So that 0th element give your ip , 3rd and 4th give your date, 6th and 7nt give your request , so on you can extract your data.
所以第0个元素给你的ip,第3和第4个给你的日期,6和7nt给你的请求,所以你可以提取你的数据。
#1
0
Just think about this. Split your line by space and extracting data
试想一下。

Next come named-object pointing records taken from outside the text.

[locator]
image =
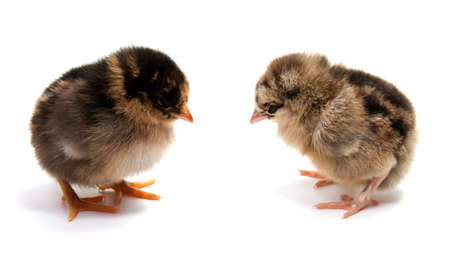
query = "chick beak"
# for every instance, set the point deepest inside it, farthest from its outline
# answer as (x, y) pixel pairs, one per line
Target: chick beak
(184, 114)
(256, 117)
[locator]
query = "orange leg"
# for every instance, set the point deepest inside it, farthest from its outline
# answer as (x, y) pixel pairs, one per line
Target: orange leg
(77, 205)
(315, 174)
(354, 206)
(131, 189)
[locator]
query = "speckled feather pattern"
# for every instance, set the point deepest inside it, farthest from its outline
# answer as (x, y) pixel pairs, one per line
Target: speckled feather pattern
(352, 125)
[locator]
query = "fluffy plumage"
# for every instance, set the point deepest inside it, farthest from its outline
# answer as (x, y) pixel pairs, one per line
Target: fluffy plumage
(101, 122)
(352, 125)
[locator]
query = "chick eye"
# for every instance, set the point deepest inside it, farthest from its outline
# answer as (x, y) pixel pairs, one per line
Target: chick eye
(162, 102)
(272, 109)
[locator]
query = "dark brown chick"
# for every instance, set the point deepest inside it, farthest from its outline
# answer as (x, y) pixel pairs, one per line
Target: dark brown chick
(357, 129)
(102, 122)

按空格拆分行并提取数据
String s = "200.88.223.98 - - [01/Feb/2007:04:02:22 -0500] \"GET /gallery/v/events/album02/contests/programmingContest05/?g2_GALLERYSID=3be9666f9c07e16b7f33e2ea8acb8dd2&g2_fromNavId=x332be852 HTTP/1.1\" 200 52464 \"http://cs.tcnj.edu/gallery/main.php?g2_view=comment.AddComment&g2_itemId=664&g2_return=http%3A%2F%2Fcs.tcnj.edu%2Fgallery%2Fv%2Fevents%2Falbum02%2Fcontests%2FprogrammingContest05%2F%3Fg2_GALLERYSID%3D3be9666f9c07e16b7f33e2ea8acb8dd2&g2_GALLERYSID=3be9666f9c07e16b7f33e2ea8acb8dd2&g2_returnName=album\" \"Opera/6.01 (Windows 98; U) [en]\"";
String arr [] = s.split(" ");
for(int i =0 ;i<arr.length;i++){
System.out.println(i+" - "+arr[i]);
}
And Out put is :
Out out是:
0 : 200.88.223.98
1 : -
2 : -
3 : [01/Feb/2007:04:02:22
4 : -0500]
5 : "GET
6 : /gallery/v/events/album02/contests/programmingContest05/?g2_GALLERYSID=3be9666f9c07e16b7f33e2ea8acb8dd2&g2_fromNavId=x332be852
7 : HTTP/1.1"
8 : 200
9 : 52464
10 : "http://cs.tcnj.edu/gallery/main.php?g2_view=comment.AddComment&g2_itemId=664&g2_return=http%3A%2F%2Fcs.tcnj.edu%2Fgallery%2Fv%2Fevents%2Falbum02%2Fcontests%2FprogrammingContest05%2F%3Fg2_GALLERYSID%3D3be9666f9c07e16b7f33e2ea8acb8dd2&g2_GALLERYSID=3be9666f9c07e16b7f33e2ea8acb8dd2&g2_returnName=album"
11 : "Opera/6.01
12 : (Windows
13 : 98;
14 : U)
15 : [en]"
So that 0th element give your ip , 3rd and 4th give your date, 6th and 7nt give your request , so on you can extract your data.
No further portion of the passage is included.